My Meeting With the President-Elect
An inside view of Bush's meeting with religious leaders.
By Ronald J. Side | posted 12/01/2000 12:00AM
On Wednesday, December 20, I sat down with a small circle of American religious leaders to talk with President-elect George W. Bush. He flew us into Austin, Texas, to talk with him for about one and a half hours about how his administration can strengthen the contribution of faith-based organizations (FBOs) in overcoming poverty in America. In light of all we have been doing in Evangelicals for Social Action and all I said in Just Generosity: A New Vision for Overcoming Poverty in America to promote an expanded role for FBOs, I was obviously delighted to be present.
The group included folk as diverse as Marvin Olasky and Jim Wallis, the president of the U.S. Conference of Catholic Bishops, and a Muslim Imam. The Washington Post wrongly announced the day before that the meeting was only for African-American pastors and was designed as an end run around the older "civil-rights" leaders. There were a large number of African-American leaders there (Floyd Flake, John Perkins, Tony Evans, Bishop Charles Blake), but almost two-thirds of the group were white or Latino. President Bush brought his chief of staff Andrew Card, a key domestic policy advisor, former Indianapolis mayor Stephen Goldsmith, and his top speech writer, Michael Gerson.

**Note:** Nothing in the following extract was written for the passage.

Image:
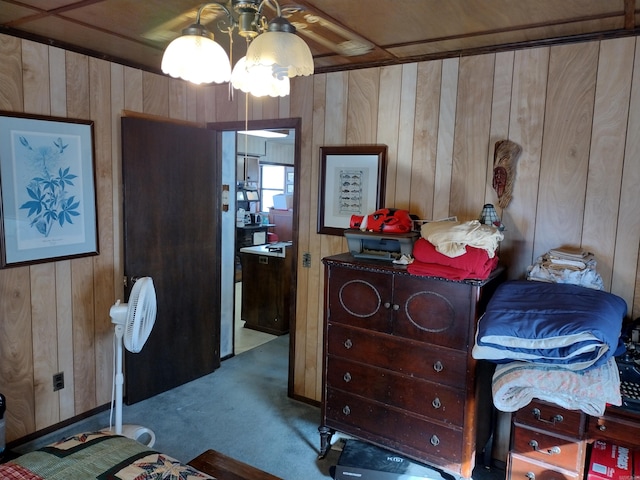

Often, during the campaign, Bush promised to place great emphasis on FBOs if he became President. The fact that he decided to devote the first of a series of policy-focused meetings with key leaders on different topics to the issue of FBOs' overcoming poverty demonstrates that Bush intends to make this a high priority early in his new administration. Even after his chief of staff announced that the President-elect needed to leave for another meeting to announce a cabinet appointee, Bush stayed another fifteen minutes to continue the conversation.
I came away from the meeting strengthened in my sense that the next President genuinely understands the power of the spiritual transformation that FBOs can nurture. He talked about "poverty of the wallet and poverty of the soul," noting that government can and should work at education and health care, but that it cannot heal people's hearts. With a passion that was striking, he asked us what he needs to do to show that he listens to other voices than just "white guy Republicans."
In the one-page briefing paper that I handed him (along with a copy of Just Generosity), I listed a couple basic assumptions. To reduce poverty, (a) we need both moral/spiritual renewal and greater economic opportunity, and (b) we must simultaneously work for stronger, wholesome two-parent families and make sure those who do work full time responsibly get well out of poverty and can afford health insurance.
Then I offered several specific suggestions, including tax credits for donations to non-profits working to overcome poverty; major expansion of Charitable Choice; and several legislative items that would both expand the income of the working poor and also include a marriage incentiveļ¾i.e., the specific things I outlined in my last E-Pistle (which conveniently appeared as an Op.Ed. in The Dallas Morning News the day before the meeting with Bush). And of course I asked him to use his Presidential "pulpit" to tell everyone that expanding the role of FBOs does not eliminate the crucial need for effective government anti-poverty programs.
Does all of this make any difference? Only the future will tell. Every President faces so many contradictory pressures. Libertarians will push Bush to use the talk about FBOs as mere window dressing. But we did have a brief opportunity to share some good ideas. Speaking for Call to Renewal (there were six Call leaders at the meeting), Jim Wallis urged the President-elect to promise in his Inaugural Address to announce the goal of reducing child poverty by 50 percent in the next four years. Bush's chief of staff, Andrew Card, was sitting next to me, so I handed him a copy of my proposals. Bush told several of us to talk to his speech writer, Mike Gerson (a Wheaton College grad) who indicated he would be glad to stay in touch.